SOSYAL MEDYA BALONU PATLAR MI

Bütün “tech bubble”lar gibi bu iş de patlamak üzere. Bir kere dünyada mantar gibi biten influencer’ları besleyecek kadar bol bütçe yok. İkincisi, bir süre sonra insanlar sıkılacak bu saçmalıktan. Zira eskiden “uzman” gibi görkemli hayattan izler aktaran gazeteciler daha erişilmez ve havalı dururdu (Tyler Brûle ve Japon battaniyeleri), bir süre sonra bu balonu şişiren vasat insan bile kendisinden pek farklı olamayan zırtapozların sözünü ciddiye alamayacak. Ama en önemlisi de İnternet’le büyüyen ve bedavaya alışan kuşağın hiçbir şeye para ödememe arzusu. Netflix şifrelerini paylaşıyorlar, okuma yazmaları olmadığından gazetelere abone olmuyorlar, bağış ve destek kampanyalarına jest olsun diye bile para verme alışkanlıkları yok. Zaten pek azı gerçekten yaşayabilecek kadar para kazanıyor.Ayşe Arman işte böyle bir dönemde mükemmel bir denek. Ondan daha iyisi bulunamazdı bu işin nereye varacağını anlamak için. Ya gazetecilerin tek başına, kurumlarından bağımsız birer marka olabileceklerini kanıtlayıp alıp başını gidecek ya da ölü haldeki Hürriyet bile olmadan kendi markasının hiçbir anlam ifade etmeyeceğini anlayacak bir süre sonra ve bu macera son bulacak. Elbette her zaman yazılı basına dönebilir, kendini yeniden yaratabilir. Sadece şunu söyleyebilirim… Yönleri ve tarzları farklı olmakla birlikte tek başlarına marka olup kurumlarından ayrılaran yeni maceralara sürüklenen kimi Amerikalı gazeteciler eski güçlerini bir türlü bulamadı.

*

 

Murdoch işgali

Chicago Sun-Times, Amerika’nın “ikinci şehri” Chicago’nun tamamen mavi yakalılara hitap eden, tabloid boyutundaki ikinci gazetesi. Gazetenin asıl şöhreti ise ülkenin bir ara en önemli film eleştirmeni olan Roger Ebert’tan geliyor. Akıcı kalemiyle Ebert bütün tekliflere, aldığı Pulitzer’a rağmen bu gazeteden bir gün bile ayrılmadı. Çünkü derdi anlaşılır yazmak, geniş halk kitlelerine hitap etmekti. Sinemanın bir halk eğlencesi olduğunu bildiğinden bir halk gazetesinde yazmayı doğru biliyordu. Bu açıdan kendisiyle gazetesi de özdeşleşti.
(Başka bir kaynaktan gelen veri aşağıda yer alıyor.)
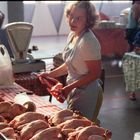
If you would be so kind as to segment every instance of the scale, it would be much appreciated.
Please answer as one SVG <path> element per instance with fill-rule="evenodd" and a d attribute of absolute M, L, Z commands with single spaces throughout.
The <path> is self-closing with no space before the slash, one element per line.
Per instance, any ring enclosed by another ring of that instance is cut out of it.
<path fill-rule="evenodd" d="M 14 73 L 45 70 L 45 62 L 41 58 L 34 59 L 32 54 L 28 52 L 33 31 L 31 23 L 12 22 L 5 25 L 5 31 L 13 53 L 11 60 Z"/>

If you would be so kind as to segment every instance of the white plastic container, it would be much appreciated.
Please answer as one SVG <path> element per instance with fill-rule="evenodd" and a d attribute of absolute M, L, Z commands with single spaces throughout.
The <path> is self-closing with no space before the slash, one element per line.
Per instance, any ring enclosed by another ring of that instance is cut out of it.
<path fill-rule="evenodd" d="M 134 140 L 140 140 L 140 132 L 134 134 Z"/>
<path fill-rule="evenodd" d="M 14 84 L 12 63 L 6 47 L 0 44 L 0 86 Z"/>

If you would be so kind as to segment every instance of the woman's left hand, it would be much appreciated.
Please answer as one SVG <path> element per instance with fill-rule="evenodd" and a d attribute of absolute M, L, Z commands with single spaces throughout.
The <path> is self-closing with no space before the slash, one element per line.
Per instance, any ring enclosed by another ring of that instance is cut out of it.
<path fill-rule="evenodd" d="M 68 97 L 68 94 L 71 92 L 71 88 L 69 88 L 68 86 L 65 86 L 62 88 L 62 93 L 64 94 L 65 98 Z"/>

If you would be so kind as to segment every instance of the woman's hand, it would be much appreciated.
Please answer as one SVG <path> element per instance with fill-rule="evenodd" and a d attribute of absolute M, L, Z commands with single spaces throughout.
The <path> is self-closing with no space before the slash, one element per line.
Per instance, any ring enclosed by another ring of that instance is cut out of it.
<path fill-rule="evenodd" d="M 72 89 L 70 87 L 68 87 L 68 86 L 65 86 L 65 87 L 62 88 L 62 93 L 63 93 L 65 98 L 68 97 L 68 94 L 71 92 L 71 90 Z"/>

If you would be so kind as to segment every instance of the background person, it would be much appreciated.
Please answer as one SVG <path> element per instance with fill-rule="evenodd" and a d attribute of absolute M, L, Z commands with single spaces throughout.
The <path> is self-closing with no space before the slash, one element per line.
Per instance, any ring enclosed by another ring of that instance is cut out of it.
<path fill-rule="evenodd" d="M 128 14 L 128 23 L 126 25 L 126 39 L 129 43 L 129 52 L 134 51 L 134 38 L 139 31 L 140 1 L 133 0 Z"/>
<path fill-rule="evenodd" d="M 133 0 L 132 6 L 128 15 L 128 24 L 126 26 L 126 39 L 129 43 L 128 52 L 135 51 L 138 48 L 139 43 L 139 32 L 140 31 L 140 1 Z M 129 98 L 136 100 L 134 92 L 130 93 Z"/>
Ölmeden önce çenesini (yemek yeme ve konuşma özelliğini de) kaybeden Ebert dünyayla sadece yazıyla iletişim kuruyor, yaşamının son yıllarında yemek yazacak kadar üretken bir döneme giriyordu.

İşte o aralar Sun-Times’a olan bağını anlatmak için nasıl gazetenin en çalkantılı yıllarında bile kaldığını, mücadele ettiğini yazmıştı. Gazete şehrin simgelerinden biriydi ve bir kurum olarak korunması gerekiyordu. Bir ara gazeteyi satın alan yeni patron “Murdoch işgaline” rağmen, Ebert’ın tabiriyle. Sonuçta gazeteciler galip geldi, Murdoch gitti.
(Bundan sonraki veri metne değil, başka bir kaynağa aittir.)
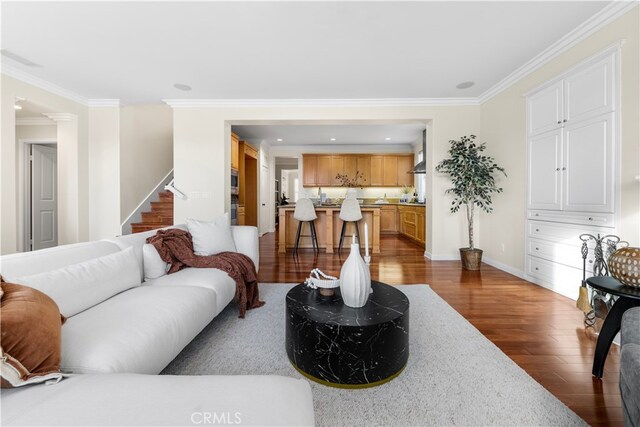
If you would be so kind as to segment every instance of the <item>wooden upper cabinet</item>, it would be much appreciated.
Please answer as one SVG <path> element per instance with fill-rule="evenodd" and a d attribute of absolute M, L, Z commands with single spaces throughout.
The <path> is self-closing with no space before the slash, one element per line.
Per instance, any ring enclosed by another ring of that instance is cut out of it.
<path fill-rule="evenodd" d="M 380 187 L 384 185 L 383 167 L 382 156 L 371 156 L 371 186 Z"/>
<path fill-rule="evenodd" d="M 413 154 L 398 156 L 398 185 L 413 187 L 413 174 L 407 173 L 413 169 Z"/>
<path fill-rule="evenodd" d="M 240 139 L 238 138 L 238 135 L 236 135 L 235 133 L 232 133 L 231 134 L 231 168 L 236 170 L 240 167 L 239 145 L 240 145 Z"/>
<path fill-rule="evenodd" d="M 302 156 L 302 169 L 302 185 L 308 187 L 316 185 L 318 157 L 313 154 L 304 154 Z"/>
<path fill-rule="evenodd" d="M 318 156 L 318 168 L 316 169 L 316 186 L 331 185 L 331 156 Z"/>
<path fill-rule="evenodd" d="M 342 156 L 344 159 L 343 172 L 349 179 L 355 179 L 358 172 L 358 158 L 356 156 Z M 360 180 L 362 181 L 362 180 Z M 362 182 L 360 182 L 362 184 Z"/>
<path fill-rule="evenodd" d="M 382 156 L 383 185 L 398 185 L 398 156 Z"/>
<path fill-rule="evenodd" d="M 371 156 L 358 156 L 356 170 L 362 175 L 360 183 L 365 187 L 371 186 Z"/>
<path fill-rule="evenodd" d="M 344 157 L 343 156 L 331 156 L 331 185 L 340 186 L 342 185 L 342 181 L 340 181 L 336 176 L 338 174 L 344 174 Z"/>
Bugünlerde Hürriyet’te çalışanlara sosyal medyadan istifa çağrısı yapılıyor. Bu bir seçim tabii. Bir de Ebert’ın yolu var ama. 

*

Ahmet Hakan nasıl başarılı olur

Ve Hürriyet’in başına Ahmet Hakan geçti, geçiyor. Kendisi zaten yıllardır bu göreve hevesliydi. Gazetenin mevcut kadrosuna bakıldığında da içeriden bir denenmemiş, bir o kaldı gibi gözüküyordu. Uçağa alınması, son zamanlarda devlet dilini sahiplenmesi, yazı ve programlarının yönü de arzusunu belli ediyordu. Yeni patronlarını kaç defa övdü köşesinden zaten.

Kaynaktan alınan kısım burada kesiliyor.